In the last decade TPMS service has become a regular piece of the service puzzle for tire independent tire dealers and other service repair shops, but Lochoshvili says there’s an increasing number of shops reporting problems with reset procedures not working properly. And TPMS sensor manufacturers are receiving returned parts under warranty claims that function perfectly fine.
The issue: technicians are using TPMS tools that lack the latest the latest software and vehicle updates. And without those updates, standard service tasks are snarled.
This issue is so great it has brought together a coalition of TPMS tool and sensor manufacturers and their collective launch of an educational campaign to ensure faster TPMS service.
The “Don’t wait, update” tagline is supported by ATEQ TPMS Tools LC, Bartec USA LLC, Continental Automotive Systems Inc. and Schrader TPMS Solutions. The group held a press conference at the 2023 Automotive Aftermarket Products Expo (AAPEX), and Schrader’s Lochoshvili served as emcee, speaking alongside an expert from each of the four companies.
But their flier breaks it down simply: “The newest generation of TPMS sensors needs the latest generation TPMS tool software. Without it, you can’t do TPMS service successfully.” The campaign’s website offers links to training to each of the companies’ update procedures.
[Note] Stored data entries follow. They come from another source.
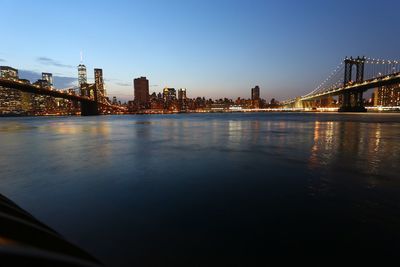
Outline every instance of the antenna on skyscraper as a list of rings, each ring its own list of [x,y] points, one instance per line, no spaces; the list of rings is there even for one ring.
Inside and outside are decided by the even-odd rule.
[[[81,50],[81,64],[82,64],[82,62],[83,62],[83,52]]]

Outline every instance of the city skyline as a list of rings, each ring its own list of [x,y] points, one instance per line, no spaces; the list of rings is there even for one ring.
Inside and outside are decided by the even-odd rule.
[[[107,92],[124,101],[141,76],[150,93],[172,87],[188,88],[188,97],[248,98],[257,84],[261,98],[285,100],[311,91],[346,55],[399,58],[399,37],[387,28],[397,22],[396,1],[380,3],[380,14],[372,1],[344,11],[342,1],[23,3],[18,14],[30,23],[13,19],[3,29],[13,38],[0,44],[1,65],[31,80],[53,73],[55,87],[66,87],[78,82],[83,51],[87,69],[102,68]],[[5,1],[4,19],[16,8]],[[46,42],[36,38],[41,32]]]

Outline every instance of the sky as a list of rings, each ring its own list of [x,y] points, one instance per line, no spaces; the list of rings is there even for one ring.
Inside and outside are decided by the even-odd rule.
[[[56,87],[102,68],[109,96],[150,93],[267,100],[312,91],[345,56],[400,59],[400,1],[0,0],[0,65]]]

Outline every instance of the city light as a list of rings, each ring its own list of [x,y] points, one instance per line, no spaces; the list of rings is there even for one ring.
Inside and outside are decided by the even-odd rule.
[[[376,64],[381,68],[376,68]],[[395,66],[393,66],[395,64]],[[346,57],[334,71],[314,90],[301,97],[290,100],[267,102],[260,98],[260,87],[251,89],[249,99],[206,99],[189,98],[186,88],[164,88],[162,92],[149,91],[149,80],[140,77],[133,80],[134,98],[121,103],[114,96],[107,96],[103,70],[94,69],[94,83],[88,83],[86,66],[82,60],[78,65],[78,87],[64,90],[54,88],[52,73],[42,73],[42,79],[31,84],[21,80],[18,70],[8,66],[1,67],[0,113],[18,115],[97,115],[97,114],[166,114],[197,112],[332,112],[332,111],[387,111],[397,110],[400,105],[400,69],[397,60],[381,60],[365,57]],[[352,69],[356,66],[356,80]],[[389,67],[387,67],[389,66]],[[361,76],[360,76],[361,75]],[[344,77],[344,78],[343,78]],[[12,82],[10,84],[10,82]],[[14,85],[13,85],[14,84]],[[19,85],[19,86],[17,86]],[[363,99],[363,92],[375,89],[371,108]],[[338,96],[338,100],[333,97]],[[384,100],[382,100],[384,99]],[[386,107],[388,108],[382,108]]]

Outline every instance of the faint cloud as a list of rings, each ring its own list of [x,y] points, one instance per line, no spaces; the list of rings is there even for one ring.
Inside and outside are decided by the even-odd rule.
[[[60,63],[54,59],[48,58],[48,57],[38,57],[36,60],[43,65],[56,66],[56,67],[60,67],[60,68],[74,68],[74,66],[62,64],[62,63]]]
[[[30,80],[31,82],[35,82],[38,79],[42,78],[42,74],[37,71],[19,70],[18,73],[21,79],[27,79]],[[54,81],[54,86],[58,89],[73,87],[77,86],[78,84],[78,78],[75,77],[64,77],[64,76],[53,75],[53,81]]]
[[[6,62],[6,60],[5,60],[5,59],[2,59],[2,58],[0,58],[0,62]]]
[[[119,86],[132,86],[132,84],[130,84],[130,83],[124,83],[124,82],[118,82],[118,83],[115,83],[116,85],[119,85]]]
[[[118,79],[112,79],[112,78],[104,78],[105,82],[115,82],[115,81],[120,81]]]

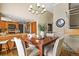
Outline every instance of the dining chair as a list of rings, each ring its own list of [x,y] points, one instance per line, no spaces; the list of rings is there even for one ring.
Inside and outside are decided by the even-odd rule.
[[[22,45],[21,39],[14,37],[14,39],[12,41],[15,42],[15,45],[16,45],[16,48],[17,48],[17,51],[18,51],[18,55],[19,56],[25,56],[25,50],[24,50],[24,47]]]
[[[9,49],[9,47],[8,47],[8,40],[0,41],[0,45],[1,45],[0,53],[6,52],[6,55],[7,55],[8,49]]]
[[[52,48],[47,47],[47,50],[45,51],[46,56],[59,56],[61,52],[62,43],[64,40],[64,36],[58,38]]]
[[[38,53],[38,49],[31,44],[29,45],[29,47],[26,48],[24,41],[22,41],[20,38],[18,39],[14,37],[14,42],[19,56],[34,56]],[[30,50],[30,53],[28,55],[27,53],[29,52],[29,50]]]
[[[53,47],[53,56],[59,56],[61,53],[61,47],[63,44],[64,36],[58,38]]]

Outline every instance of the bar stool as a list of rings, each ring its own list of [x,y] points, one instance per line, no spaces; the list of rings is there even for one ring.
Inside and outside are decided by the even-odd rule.
[[[0,41],[0,45],[1,45],[1,51],[0,53],[2,52],[6,52],[6,55],[8,53],[8,40],[5,40],[5,41]]]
Bartec’s Scot Holloway said more tools connect directly to the internet than when TPMS initially entered the aftermarket, and ATEQ’s Mike Rose said as more businesses invest in quality Wi-Fi for in-bay use, keeping tools updated should become an easier task.
Continental’s Sean Lannoo says while this campaign is focusing on keeping tools updated, he also sees TPMS tools in shops that aren’t charged and ready for use.
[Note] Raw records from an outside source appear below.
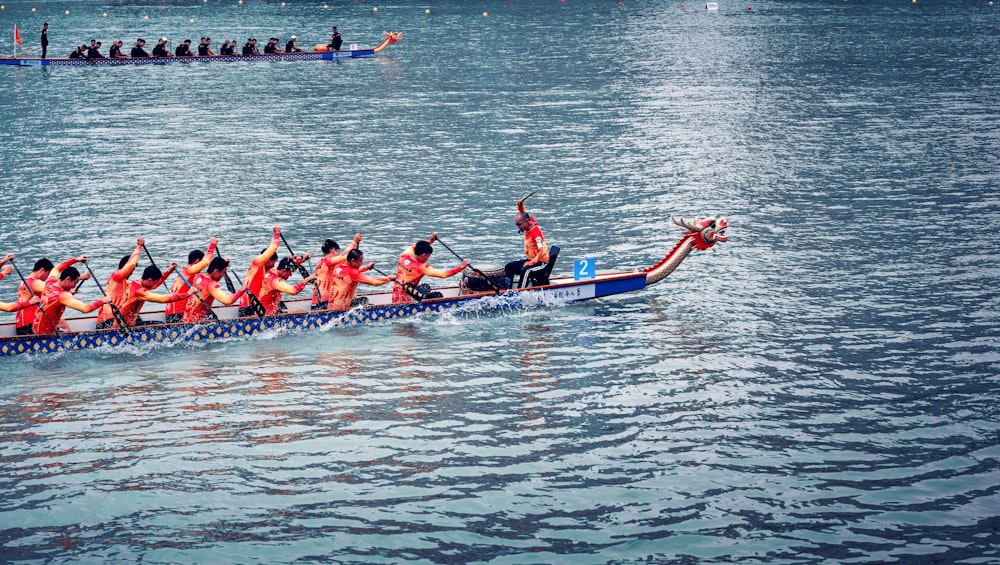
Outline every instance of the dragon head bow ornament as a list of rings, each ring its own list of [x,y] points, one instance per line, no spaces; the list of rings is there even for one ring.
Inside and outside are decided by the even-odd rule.
[[[684,235],[698,236],[694,240],[694,246],[697,249],[705,250],[716,243],[729,241],[729,238],[726,237],[726,228],[729,227],[729,222],[725,218],[695,218],[693,222],[673,216],[670,219],[678,226],[687,228],[688,232]]]

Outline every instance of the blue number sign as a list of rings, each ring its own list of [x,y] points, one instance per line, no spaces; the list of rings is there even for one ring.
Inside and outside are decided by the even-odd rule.
[[[597,275],[597,259],[577,259],[573,261],[573,280],[585,281]]]

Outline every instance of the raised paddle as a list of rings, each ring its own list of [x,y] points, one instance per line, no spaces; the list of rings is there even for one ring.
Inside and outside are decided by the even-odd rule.
[[[215,244],[215,251],[219,255],[222,255],[222,251],[219,250],[218,243]],[[243,281],[240,280],[240,276],[236,273],[233,273],[233,276],[236,277],[236,282],[240,283],[240,286],[243,286]],[[249,281],[247,284],[250,284]],[[233,281],[229,280],[229,269],[226,269],[226,286],[229,288],[229,292],[236,292],[233,288]],[[249,288],[245,288],[244,290],[246,290],[247,298],[250,300],[250,306],[253,308],[253,313],[256,314],[258,318],[264,318],[267,316],[267,308],[264,308],[264,305],[260,303],[260,299],[257,298],[257,295],[251,292]]]
[[[529,198],[531,198],[532,196],[534,196],[536,192],[538,192],[538,191],[537,190],[532,190],[527,196],[525,196],[524,198],[518,200],[518,202],[521,203],[521,204],[524,204],[524,201],[527,200],[527,199],[529,199]]]
[[[149,252],[149,249],[146,249],[146,244],[145,244],[145,243],[143,243],[143,244],[142,244],[142,250],[146,252],[146,257],[148,257],[148,258],[149,258],[149,262],[150,262],[150,263],[151,263],[151,264],[152,264],[152,265],[153,265],[154,267],[156,267],[156,261],[153,261],[153,254]],[[189,281],[189,280],[187,280],[186,278],[184,278],[184,273],[182,273],[180,269],[177,269],[177,271],[175,271],[175,272],[177,273],[177,276],[178,276],[178,277],[180,277],[182,281],[184,281],[184,284],[186,284],[186,285],[187,285],[187,287],[188,287],[189,289],[191,289],[191,290],[193,290],[193,291],[194,291],[194,295],[193,295],[193,296],[194,296],[195,298],[197,298],[197,299],[198,299],[198,300],[199,300],[199,301],[200,301],[200,302],[201,302],[202,304],[204,304],[206,308],[208,308],[208,314],[209,314],[209,315],[210,315],[210,316],[212,317],[212,319],[213,319],[213,320],[216,320],[216,321],[218,321],[218,319],[219,319],[219,315],[218,315],[218,314],[216,314],[216,313],[215,313],[215,311],[214,311],[214,310],[212,310],[212,307],[211,307],[211,306],[209,306],[209,305],[208,305],[208,304],[207,304],[207,303],[206,303],[206,302],[205,302],[205,301],[204,301],[204,300],[203,300],[203,299],[201,298],[201,294],[199,294],[199,293],[198,293],[198,289],[196,289],[195,287],[191,286],[191,281]]]
[[[295,255],[295,252],[292,251],[292,246],[288,245],[288,240],[285,239],[285,234],[280,233],[279,235],[281,236],[282,243],[285,244],[285,248],[288,249],[288,252],[292,255],[292,261],[295,261],[295,258],[297,257],[297,255]],[[302,263],[299,263],[298,261],[295,261],[295,266],[298,268],[299,274],[302,275],[302,278],[304,278],[304,279],[309,278],[309,271],[307,271],[306,268],[302,266]],[[318,297],[320,295],[320,292],[319,292],[319,283],[317,283],[315,280],[313,280],[313,286],[316,287],[316,296]]]
[[[104,286],[101,285],[101,281],[97,280],[97,275],[95,275],[94,270],[90,268],[90,263],[84,261],[83,266],[87,267],[87,272],[90,273],[90,278],[94,279],[94,283],[97,285],[97,288],[101,289],[101,294],[106,298],[108,293],[104,292]],[[118,322],[118,329],[125,335],[132,333],[132,326],[128,323],[128,320],[125,319],[125,314],[122,314],[122,311],[119,310],[113,302],[108,302],[108,306],[111,307],[111,314],[114,315],[115,321]]]
[[[534,194],[534,192],[532,192],[531,194]],[[529,194],[528,196],[531,196],[531,194]],[[527,198],[528,196],[525,196],[525,198]],[[451,251],[452,255],[454,255],[455,257],[458,257],[459,261],[465,261],[465,259],[461,255],[459,255],[458,253],[455,253],[455,251],[452,248],[448,247],[447,243],[441,241],[441,236],[437,236],[436,241],[438,243],[440,243],[441,245],[443,245],[445,249],[447,249],[448,251]],[[484,272],[480,271],[479,269],[477,269],[476,266],[473,265],[472,263],[469,263],[469,268],[472,269],[474,272],[478,273],[479,276],[483,277],[483,280],[486,281],[486,284],[490,285],[490,288],[493,289],[493,292],[496,292],[498,295],[503,293],[503,291],[500,290],[500,287],[498,287],[496,285],[496,283],[493,282],[493,279],[491,279],[489,276],[487,276],[486,273],[484,273]]]
[[[24,275],[21,274],[21,269],[17,268],[17,264],[14,263],[14,260],[11,259],[9,263],[11,267],[14,267],[14,271],[17,272],[17,276],[21,277],[21,282],[24,283],[24,288],[28,289],[28,294],[34,295],[35,291],[31,290],[31,285],[28,284],[28,279],[24,278]],[[48,320],[49,325],[52,326],[52,329],[56,331],[56,337],[59,338],[59,341],[62,341],[62,334],[59,333],[59,326],[52,323],[52,318],[49,317],[48,313],[45,311],[45,308],[42,308],[41,304],[38,304],[38,311],[42,313],[42,316],[45,316],[45,319]],[[64,349],[66,348],[65,343],[63,343],[63,348]]]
Yanick Leduc of Schrader says updated tools “will ensure you have the latest OE coverage, but also updates and small changes” that occur in older models. He noted depending on the vehicle, different trim levels will use different part numbers, making TPMS resets more complex. But all of these tweaks are reflected in the toolmakers’ regular updates.
Can’t these toolmakers automate the updates?
Rose says, “If you force the update, it might be at an inconvenient time.” A technician could be in the midst of using the tool when that auto update was rolled out.
Holoway says, “It’s a two way street,” and note another big hiccup to this process is that not all of the tools in service bays were registered at the outset. That means the tool manufacturer isn’t even able to email that particular user each time there’s an update available.
Lannoo says many of the help line calls Continental receives reveal the users “had no idea they even had updates available to them.”
Leduc says he thinks automated updates will be the ultimate solution — someday. “I think we need to get there.” For some users, Leduc says it’s been so long since they updated the tool “they don’t remember how to do the update.”
At a minimum, he suggests users download the available updates “at least once a month.”